Questions remain as we approach the Australian Plenary Council originally planned for 2020-2021, but now scheduled for 2021-2022 due to COVID-19. Although the first two preparatory phases of the council journey, “Listening and Dialogue” and “Listening and Discernment,” attracted a huge number of 17,000 submissions from individuals and groups of Catholic faithful from all over Australia, the wider Catholic community has not been consulted in the development of the instrumentum laboris, the strategic working document central to the plenary council process, which is soon to be sent to Rome. Also, there has been very little lay involvement in the selection of diocesan delegates who will attend the plenary council. These are matters of deep concern.
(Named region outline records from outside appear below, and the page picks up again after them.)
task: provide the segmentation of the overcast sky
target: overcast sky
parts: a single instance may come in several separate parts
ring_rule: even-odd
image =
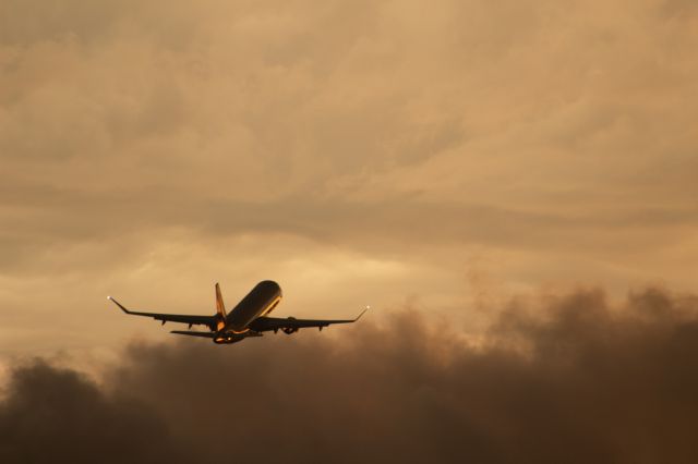
[[[3,0],[4,377],[173,343],[106,296],[215,282],[477,343],[579,289],[695,309],[696,50],[693,0]]]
It is clear from the conclusions of the Royal Commission into Institutional Responses to Child Sexual Abuse, the research project on The Participation of Women (1996–1999), and the governance review The Light of the Southern Cross (2020) that there is a coherence in what both Australian Catholics and the wider community see as the way forward for the future of the Church. An important component will be the inclusion of women at all levels of Church life.
It is significant that this vision is also strongly evident in the final document of the Amazon Synod, “New Paths for the Church and for an Integral Ecology” (2019), which speaks of wanting to "create still broader opportunities for a more incisive female presence in the Church.”
It goes on to state:
“The voice of women should therefore be heard, they should be consulted and participate in decision-making and, in this way, contribute with their sensitivity to Church synodality…..Their leadership must be more fully assumed in the heart of the Church, recognized and promoted by strengthening their participation in the pastoral councils of parishes and dioceses, and also in positions of governance” (no. 101).
In the various activities of the Ecclesiological Investigations International Research Network and, indeed, in all Gerard Mannion’s many endeavors as a Catholic and a scholar, he was always generous in ensuring that women’s scholarship and leadership were recognized and included. It is clear that Gerard lived this vision in a prophetic way during his own lifetime.